A good sequel takes the world introduced by the first movie and expands on it with new characters and locations. A great sequel does all that while carving out its own thematic territory as it simultaneously retains all the elements that made the original film successful in the first place.
A great sequel feels fresh and familiar all at the same time, which is why “How to Train Your Dragon 2” is a great sequel.
Coming along four years after the fantastic “How to Train Your Dragon” (what seems to be an eternity these days in the Hollywood franchise-building machine) “HTTYD2” takes us back to the Viking village of Berk and the unlikely friendship between a boy and his dragon.
The first “HTTYD” was all about dragons and humans going from adversaries to allies by working through some flame-broiled misunderstandings. This time around, we return to find dragons fully integrated into village life, essentially as oversized pets.
Hiccup (Jay Baruchel), with a little help from his sleek, black dragon Toothless, has officially made the full transition from pariah to hero to the point his father Stoick (Gerard Butler) is grooming him to become the next chief of the village.
But Hiccup is set on exploring the wider world and not interested in a leadership position. What he doesn’t realize is his exploration will lead to all kinds of unintended consequences.
On the upside, Hiccup is reunited with his long-lost mother (Cate Blanchette), while on the downside, he runs into other humans who don’t share his dragon-friendly worldview, like dragon-trapper Eret (Kit Harrington) and his big, bad boss Drago (Djimon Hounsou). And, of course, there are lots and lots of new dragons to meet along the way.
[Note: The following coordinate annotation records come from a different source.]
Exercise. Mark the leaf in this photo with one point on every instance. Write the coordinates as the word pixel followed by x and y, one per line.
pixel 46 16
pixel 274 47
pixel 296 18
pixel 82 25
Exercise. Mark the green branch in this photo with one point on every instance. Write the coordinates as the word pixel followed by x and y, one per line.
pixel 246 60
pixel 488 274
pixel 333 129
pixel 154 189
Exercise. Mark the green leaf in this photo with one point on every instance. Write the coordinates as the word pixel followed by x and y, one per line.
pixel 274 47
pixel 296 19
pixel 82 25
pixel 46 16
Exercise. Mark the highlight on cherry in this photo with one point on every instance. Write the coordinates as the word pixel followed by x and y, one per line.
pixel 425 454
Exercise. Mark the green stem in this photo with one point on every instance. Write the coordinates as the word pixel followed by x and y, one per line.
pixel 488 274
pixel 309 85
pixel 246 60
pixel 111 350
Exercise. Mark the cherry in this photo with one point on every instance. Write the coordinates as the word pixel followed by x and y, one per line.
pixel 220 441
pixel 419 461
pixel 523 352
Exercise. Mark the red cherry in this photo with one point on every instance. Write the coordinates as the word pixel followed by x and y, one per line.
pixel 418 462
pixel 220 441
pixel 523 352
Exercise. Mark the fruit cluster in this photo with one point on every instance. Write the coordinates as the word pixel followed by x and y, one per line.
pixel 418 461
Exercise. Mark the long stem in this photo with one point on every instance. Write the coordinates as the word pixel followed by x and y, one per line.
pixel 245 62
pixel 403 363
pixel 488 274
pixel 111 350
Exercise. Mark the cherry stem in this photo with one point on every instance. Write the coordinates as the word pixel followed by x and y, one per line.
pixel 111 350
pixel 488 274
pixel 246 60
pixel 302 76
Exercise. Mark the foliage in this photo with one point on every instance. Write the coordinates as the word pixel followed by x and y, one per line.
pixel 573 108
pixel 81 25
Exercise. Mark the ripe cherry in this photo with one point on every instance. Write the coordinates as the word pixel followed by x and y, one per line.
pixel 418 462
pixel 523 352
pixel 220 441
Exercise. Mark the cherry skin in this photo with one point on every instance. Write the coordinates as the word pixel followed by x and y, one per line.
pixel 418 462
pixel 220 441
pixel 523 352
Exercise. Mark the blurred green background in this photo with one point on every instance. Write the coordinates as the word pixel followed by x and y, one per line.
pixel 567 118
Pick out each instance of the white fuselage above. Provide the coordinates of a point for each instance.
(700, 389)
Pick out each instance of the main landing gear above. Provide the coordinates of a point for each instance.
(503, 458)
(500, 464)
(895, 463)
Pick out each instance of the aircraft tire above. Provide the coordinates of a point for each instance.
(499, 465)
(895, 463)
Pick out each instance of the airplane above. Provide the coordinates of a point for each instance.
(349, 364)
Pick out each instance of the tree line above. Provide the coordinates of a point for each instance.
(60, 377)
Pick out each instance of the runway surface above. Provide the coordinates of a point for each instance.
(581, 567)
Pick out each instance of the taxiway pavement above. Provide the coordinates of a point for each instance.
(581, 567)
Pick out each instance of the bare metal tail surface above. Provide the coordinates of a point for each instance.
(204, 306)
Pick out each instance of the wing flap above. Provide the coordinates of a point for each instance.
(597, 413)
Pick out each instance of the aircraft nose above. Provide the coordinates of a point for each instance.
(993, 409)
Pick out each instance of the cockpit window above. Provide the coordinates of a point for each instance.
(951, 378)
Standing at the ready is Hiccup’s rough and tumble posse voiced by the likes of Jonah Hill, Craig Ferguson, Kristen Wiig, and America Ferrera.
While “HTTYD2” boasts plenty of laughs and dragon adorableness (it’s a good thing dragons aren’t real or every kid in America would be demanding his own Toothless), it’s not afraid to steer into some deeper waters where most family entertainment wouldn’t have the guts to tread.
The movie allows space for some legitimate emotional beats and conflicts that don’t have simplistic resolutions. This sounds like basic stuff, but it’s enough to make a Transformer’s head explode.
Writer/director Dean DeBlois (freed from co-writer/director status the first time around) hits all the right buttons to keep the movie engaging and entertaining from beginning to end. He also has some pretty stunning animation to work with as this is one of the few movies worth paying a little extra to see in 3D as soaring through the clouds and braving massive battles becomes all that more impressive.
So many times it is easy to see sequels as a cynical cash-grab simply capitalizing on the success of the first film, but “HTTYD2” is a movie that has its own story to tell, and while it will surely rake in big bucks at the box office, it has legitimate creative reasons to exist as well.
It’s probably too much to hope this trend will continue for the inevitable “How to Train Your Dragon 3,” but let’s not worry about that now. For now, let’s just climb back into the saddle with Hiccup, fly above the clouds, and enjoy the ride.
“How to Train Your Dragon 2” is rated PG for adventure action and some mild rude humor.